I was actually only in on my first for two nights as I had little one at 4am in the morning, but I really think its going to be down to the block wearing off, the catheter and going to the toilet...


----------



## polaris

I was in for three nights but I was told that I could go home after two nights if I wanted to. (decided not to because LO had a bit of jaundice and I was too nervous to go home with him). The only reason I could go home after two nights if I wanted to was because I was on an early transfer home scheme where the midwives come out and visit you at home. Otherwise it would be a five night stay. Maybe see if there is anything like that available?


----------



## Macmad

I was in for 2 nights by then they had taken the catheter out and my BP was lower. Couldn't stand 5 nights in the hospital, just wanted to rest at home before LO came out of NICU. xx


----------



## Lauki

I was in for 2 nights, my hospitals policy is 48 hours minimum. My catheter was taken out the first night, but I could barely get out of bed, so getting looked after for 2 nights was nice. I wouldn't have liked more than those 2 nights though!


----------



## clarebo9

My hospital also has a 48 hour minimum, although for me it was more than enough, but I made myself feel awful by trying to look well enough to come home! lol
Good luck x x


----------



## MrsN

My catheter was taken out about 6 hours after I had my 2nd daughter and i was out of bed about an hour after that, so hoping this time till be the same. Our hospital seem to encourage you out of bed pretty soon afterwards which I think really helps.
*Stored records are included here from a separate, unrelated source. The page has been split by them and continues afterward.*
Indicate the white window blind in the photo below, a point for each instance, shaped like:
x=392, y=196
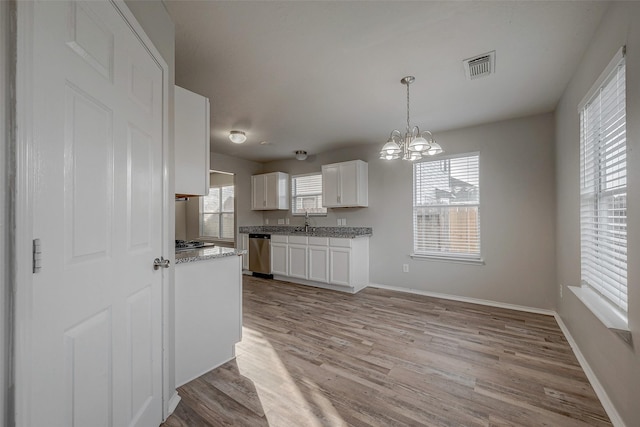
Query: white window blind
x=216, y=213
x=603, y=188
x=446, y=207
x=306, y=195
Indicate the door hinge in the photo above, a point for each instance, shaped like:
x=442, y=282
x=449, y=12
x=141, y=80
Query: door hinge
x=37, y=256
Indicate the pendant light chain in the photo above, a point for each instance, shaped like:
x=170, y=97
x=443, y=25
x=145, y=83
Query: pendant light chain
x=414, y=144
x=408, y=107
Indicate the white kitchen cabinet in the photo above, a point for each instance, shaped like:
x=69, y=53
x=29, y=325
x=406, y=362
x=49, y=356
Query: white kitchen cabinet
x=192, y=157
x=208, y=315
x=340, y=266
x=270, y=191
x=335, y=263
x=318, y=261
x=244, y=242
x=297, y=261
x=279, y=257
x=345, y=184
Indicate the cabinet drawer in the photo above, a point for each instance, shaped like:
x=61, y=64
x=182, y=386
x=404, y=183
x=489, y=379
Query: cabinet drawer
x=339, y=242
x=275, y=238
x=319, y=241
x=298, y=240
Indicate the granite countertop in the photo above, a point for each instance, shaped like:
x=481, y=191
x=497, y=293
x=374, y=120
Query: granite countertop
x=292, y=230
x=203, y=254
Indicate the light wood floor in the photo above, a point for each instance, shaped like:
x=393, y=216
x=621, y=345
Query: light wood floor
x=312, y=357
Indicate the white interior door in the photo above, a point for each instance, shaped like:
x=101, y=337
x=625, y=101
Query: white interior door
x=95, y=347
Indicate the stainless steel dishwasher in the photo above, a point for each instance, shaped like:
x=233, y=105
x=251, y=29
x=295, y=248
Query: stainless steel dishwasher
x=260, y=255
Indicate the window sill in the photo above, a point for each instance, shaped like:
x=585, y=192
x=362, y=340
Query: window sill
x=611, y=318
x=458, y=260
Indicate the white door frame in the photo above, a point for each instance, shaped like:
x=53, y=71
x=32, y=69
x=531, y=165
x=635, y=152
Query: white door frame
x=24, y=193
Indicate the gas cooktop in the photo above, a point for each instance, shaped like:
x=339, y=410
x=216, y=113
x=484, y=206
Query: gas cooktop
x=183, y=245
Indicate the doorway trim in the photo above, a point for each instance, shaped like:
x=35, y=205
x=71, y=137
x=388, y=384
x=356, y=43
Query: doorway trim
x=25, y=170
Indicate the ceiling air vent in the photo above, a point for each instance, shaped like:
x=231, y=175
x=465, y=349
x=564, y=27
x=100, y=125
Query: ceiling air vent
x=480, y=66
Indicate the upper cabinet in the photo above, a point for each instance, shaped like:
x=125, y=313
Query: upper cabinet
x=345, y=185
x=191, y=143
x=270, y=191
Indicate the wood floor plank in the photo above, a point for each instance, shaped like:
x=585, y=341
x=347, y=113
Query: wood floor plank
x=314, y=357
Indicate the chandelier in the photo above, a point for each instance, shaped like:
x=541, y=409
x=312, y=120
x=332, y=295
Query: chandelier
x=413, y=145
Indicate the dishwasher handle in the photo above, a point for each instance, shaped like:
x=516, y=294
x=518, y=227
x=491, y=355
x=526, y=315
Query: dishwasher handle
x=259, y=236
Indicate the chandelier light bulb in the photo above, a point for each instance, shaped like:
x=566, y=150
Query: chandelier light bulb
x=411, y=145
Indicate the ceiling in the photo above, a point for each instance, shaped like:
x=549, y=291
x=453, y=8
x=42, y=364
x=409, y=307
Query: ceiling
x=319, y=76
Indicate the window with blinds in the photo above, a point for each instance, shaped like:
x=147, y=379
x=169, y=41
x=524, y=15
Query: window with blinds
x=306, y=195
x=603, y=187
x=446, y=207
x=216, y=213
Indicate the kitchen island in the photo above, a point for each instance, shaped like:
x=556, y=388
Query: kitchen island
x=208, y=309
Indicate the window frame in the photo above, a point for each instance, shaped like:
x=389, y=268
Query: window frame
x=471, y=258
x=220, y=214
x=294, y=196
x=592, y=192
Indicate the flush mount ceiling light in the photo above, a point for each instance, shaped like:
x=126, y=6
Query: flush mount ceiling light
x=237, y=136
x=413, y=145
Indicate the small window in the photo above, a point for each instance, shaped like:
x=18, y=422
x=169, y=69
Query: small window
x=216, y=213
x=603, y=187
x=306, y=195
x=446, y=208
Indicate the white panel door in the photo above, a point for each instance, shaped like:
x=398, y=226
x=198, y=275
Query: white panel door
x=279, y=259
x=319, y=263
x=95, y=349
x=298, y=261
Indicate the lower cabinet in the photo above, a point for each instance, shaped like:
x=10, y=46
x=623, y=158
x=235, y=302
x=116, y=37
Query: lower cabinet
x=208, y=315
x=279, y=255
x=318, y=263
x=297, y=261
x=341, y=262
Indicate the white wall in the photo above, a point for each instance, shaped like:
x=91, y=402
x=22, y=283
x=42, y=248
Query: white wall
x=5, y=107
x=155, y=20
x=517, y=214
x=616, y=364
x=242, y=170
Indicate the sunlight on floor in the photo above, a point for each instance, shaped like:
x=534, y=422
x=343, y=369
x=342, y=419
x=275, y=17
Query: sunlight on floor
x=278, y=392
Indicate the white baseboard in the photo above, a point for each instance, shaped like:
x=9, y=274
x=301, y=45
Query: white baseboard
x=467, y=299
x=611, y=411
x=173, y=404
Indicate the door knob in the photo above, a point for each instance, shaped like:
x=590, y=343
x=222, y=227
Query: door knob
x=160, y=262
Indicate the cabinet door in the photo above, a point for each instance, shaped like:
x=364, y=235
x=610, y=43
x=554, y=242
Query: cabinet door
x=279, y=259
x=245, y=246
x=319, y=264
x=258, y=196
x=340, y=266
x=271, y=191
x=298, y=261
x=330, y=185
x=348, y=184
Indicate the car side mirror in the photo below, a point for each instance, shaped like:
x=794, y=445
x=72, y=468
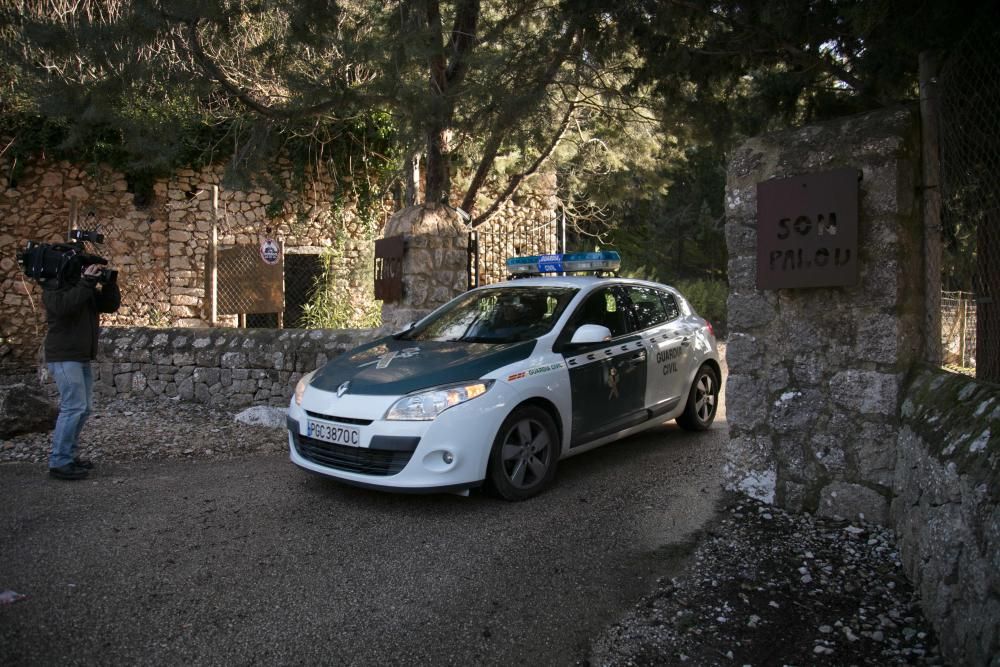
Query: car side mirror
x=590, y=333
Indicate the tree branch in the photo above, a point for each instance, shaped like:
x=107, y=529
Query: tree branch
x=515, y=180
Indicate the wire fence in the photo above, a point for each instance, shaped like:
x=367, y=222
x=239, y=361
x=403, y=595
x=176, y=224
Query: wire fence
x=491, y=246
x=969, y=127
x=958, y=331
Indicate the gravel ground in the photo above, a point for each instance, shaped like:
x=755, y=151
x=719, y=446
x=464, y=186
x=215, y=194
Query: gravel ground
x=765, y=587
x=761, y=587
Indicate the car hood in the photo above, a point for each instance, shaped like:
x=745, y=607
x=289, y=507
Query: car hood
x=395, y=367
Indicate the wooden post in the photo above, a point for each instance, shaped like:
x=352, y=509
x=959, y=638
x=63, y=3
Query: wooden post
x=931, y=153
x=213, y=257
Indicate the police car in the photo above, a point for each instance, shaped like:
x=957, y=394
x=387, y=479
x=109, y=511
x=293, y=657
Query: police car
x=496, y=386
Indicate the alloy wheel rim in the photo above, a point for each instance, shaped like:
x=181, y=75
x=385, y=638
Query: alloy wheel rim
x=525, y=453
x=705, y=397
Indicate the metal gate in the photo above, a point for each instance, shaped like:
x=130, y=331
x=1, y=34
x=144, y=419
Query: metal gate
x=490, y=248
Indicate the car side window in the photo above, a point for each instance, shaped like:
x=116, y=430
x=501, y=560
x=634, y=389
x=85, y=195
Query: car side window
x=648, y=308
x=604, y=307
x=670, y=306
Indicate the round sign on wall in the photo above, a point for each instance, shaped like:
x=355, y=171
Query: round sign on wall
x=269, y=251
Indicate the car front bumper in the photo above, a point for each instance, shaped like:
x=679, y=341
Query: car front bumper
x=448, y=453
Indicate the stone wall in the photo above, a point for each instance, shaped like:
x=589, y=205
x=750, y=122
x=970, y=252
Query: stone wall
x=436, y=259
x=161, y=247
x=215, y=366
x=947, y=509
x=816, y=374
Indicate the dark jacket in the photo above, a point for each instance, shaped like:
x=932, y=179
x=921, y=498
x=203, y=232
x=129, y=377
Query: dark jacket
x=72, y=315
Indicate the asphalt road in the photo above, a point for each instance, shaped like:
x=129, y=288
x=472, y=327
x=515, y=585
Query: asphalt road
x=257, y=562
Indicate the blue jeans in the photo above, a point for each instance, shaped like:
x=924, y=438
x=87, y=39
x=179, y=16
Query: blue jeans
x=76, y=387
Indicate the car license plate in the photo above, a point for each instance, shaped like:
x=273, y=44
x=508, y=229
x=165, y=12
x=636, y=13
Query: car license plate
x=338, y=435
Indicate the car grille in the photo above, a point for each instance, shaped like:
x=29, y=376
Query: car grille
x=352, y=459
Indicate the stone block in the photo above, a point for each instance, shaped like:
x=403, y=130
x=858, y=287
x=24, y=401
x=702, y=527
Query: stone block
x=746, y=401
x=744, y=353
x=749, y=311
x=853, y=502
x=867, y=392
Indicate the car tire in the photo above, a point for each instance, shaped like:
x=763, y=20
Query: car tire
x=703, y=401
x=524, y=455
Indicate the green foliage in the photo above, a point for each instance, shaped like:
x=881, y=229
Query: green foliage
x=332, y=305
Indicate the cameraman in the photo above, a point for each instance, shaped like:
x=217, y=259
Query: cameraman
x=71, y=310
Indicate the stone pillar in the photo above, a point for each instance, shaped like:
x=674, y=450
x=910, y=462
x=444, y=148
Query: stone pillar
x=435, y=262
x=815, y=375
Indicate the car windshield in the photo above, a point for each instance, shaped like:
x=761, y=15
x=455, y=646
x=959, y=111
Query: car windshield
x=496, y=315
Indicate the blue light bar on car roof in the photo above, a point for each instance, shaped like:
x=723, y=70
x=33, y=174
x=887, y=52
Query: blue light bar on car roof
x=607, y=260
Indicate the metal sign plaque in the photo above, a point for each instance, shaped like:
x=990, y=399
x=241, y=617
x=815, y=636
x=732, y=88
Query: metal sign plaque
x=807, y=230
x=389, y=269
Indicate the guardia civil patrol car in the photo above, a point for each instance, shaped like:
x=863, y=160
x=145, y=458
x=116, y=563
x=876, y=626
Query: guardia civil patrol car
x=499, y=384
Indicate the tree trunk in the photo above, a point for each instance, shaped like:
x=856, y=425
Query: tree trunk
x=437, y=179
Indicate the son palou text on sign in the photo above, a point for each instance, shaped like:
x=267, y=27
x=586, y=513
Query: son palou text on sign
x=807, y=230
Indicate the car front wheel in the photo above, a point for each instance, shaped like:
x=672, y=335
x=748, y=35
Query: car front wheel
x=524, y=454
x=703, y=401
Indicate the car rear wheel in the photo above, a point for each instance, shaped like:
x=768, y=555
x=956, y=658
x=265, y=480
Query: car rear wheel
x=703, y=401
x=524, y=454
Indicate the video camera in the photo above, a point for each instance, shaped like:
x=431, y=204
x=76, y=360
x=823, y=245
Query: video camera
x=53, y=265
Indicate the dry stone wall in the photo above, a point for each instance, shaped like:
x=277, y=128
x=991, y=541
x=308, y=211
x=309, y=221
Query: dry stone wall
x=816, y=374
x=946, y=510
x=215, y=366
x=160, y=249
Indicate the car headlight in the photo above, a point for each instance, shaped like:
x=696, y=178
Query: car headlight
x=300, y=388
x=426, y=405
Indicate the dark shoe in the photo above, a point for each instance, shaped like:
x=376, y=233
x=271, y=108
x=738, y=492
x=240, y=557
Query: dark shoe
x=68, y=471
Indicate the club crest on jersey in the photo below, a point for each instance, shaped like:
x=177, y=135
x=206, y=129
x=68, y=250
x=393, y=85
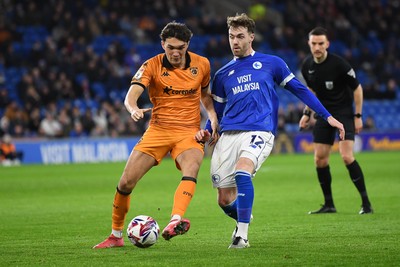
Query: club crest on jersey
x=329, y=85
x=139, y=73
x=257, y=65
x=215, y=178
x=194, y=71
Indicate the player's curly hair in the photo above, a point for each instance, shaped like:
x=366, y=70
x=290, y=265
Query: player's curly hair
x=241, y=20
x=176, y=30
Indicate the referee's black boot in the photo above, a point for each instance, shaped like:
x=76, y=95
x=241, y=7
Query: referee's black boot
x=324, y=209
x=367, y=209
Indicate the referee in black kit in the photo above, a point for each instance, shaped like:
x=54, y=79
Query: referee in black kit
x=334, y=82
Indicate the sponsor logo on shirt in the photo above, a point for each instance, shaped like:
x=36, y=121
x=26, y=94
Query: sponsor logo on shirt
x=170, y=91
x=329, y=85
x=257, y=65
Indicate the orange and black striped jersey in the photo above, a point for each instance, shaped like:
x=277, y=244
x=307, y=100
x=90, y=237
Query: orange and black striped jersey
x=175, y=93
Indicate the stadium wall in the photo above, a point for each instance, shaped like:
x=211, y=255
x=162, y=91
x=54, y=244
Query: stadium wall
x=66, y=151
Both times previous a midwife has visited at home each day for about 12 days afterwards too, so in my opinion if I'm mobile and all my vitals are ok, I dont see the need to stay in for many nights. Will see what I'm like at the time


----------



## LauraBee

I was told the minimum stay was 48hrs - I stayed in a little longer because there were so many women being discharged that day!

I had the catheter for about twelve hours, but I didn't even get the strength in my legs until about sixteen hours...


----------



## Zoex89x

I was in one night, I had an elective c section booked for Thursday morning I was out of theatre at about 11.30am had my catheter out 11pm them went home about 1pm on the friday :) goodluck x


----------



## Gbobs

My hospital was also a two night minimum even though my consultant mentioned I might have been able to go home after one night which was frustrating. My catheter was removed after about 12 hours and I was up and about the first night but still made to stay in another night. :growlmad:


----------



## LPF

I would of thought if you delivered early-ish on day one and you felt good - seeing as it's your third and you know what you are doing and you keep telling the nurses you'd like to have an early discharge i.e. so they don't forget to take your catheter out! I would imagine they would support it. To be fair they can't force you to stay (they can keep bubs I guess though!)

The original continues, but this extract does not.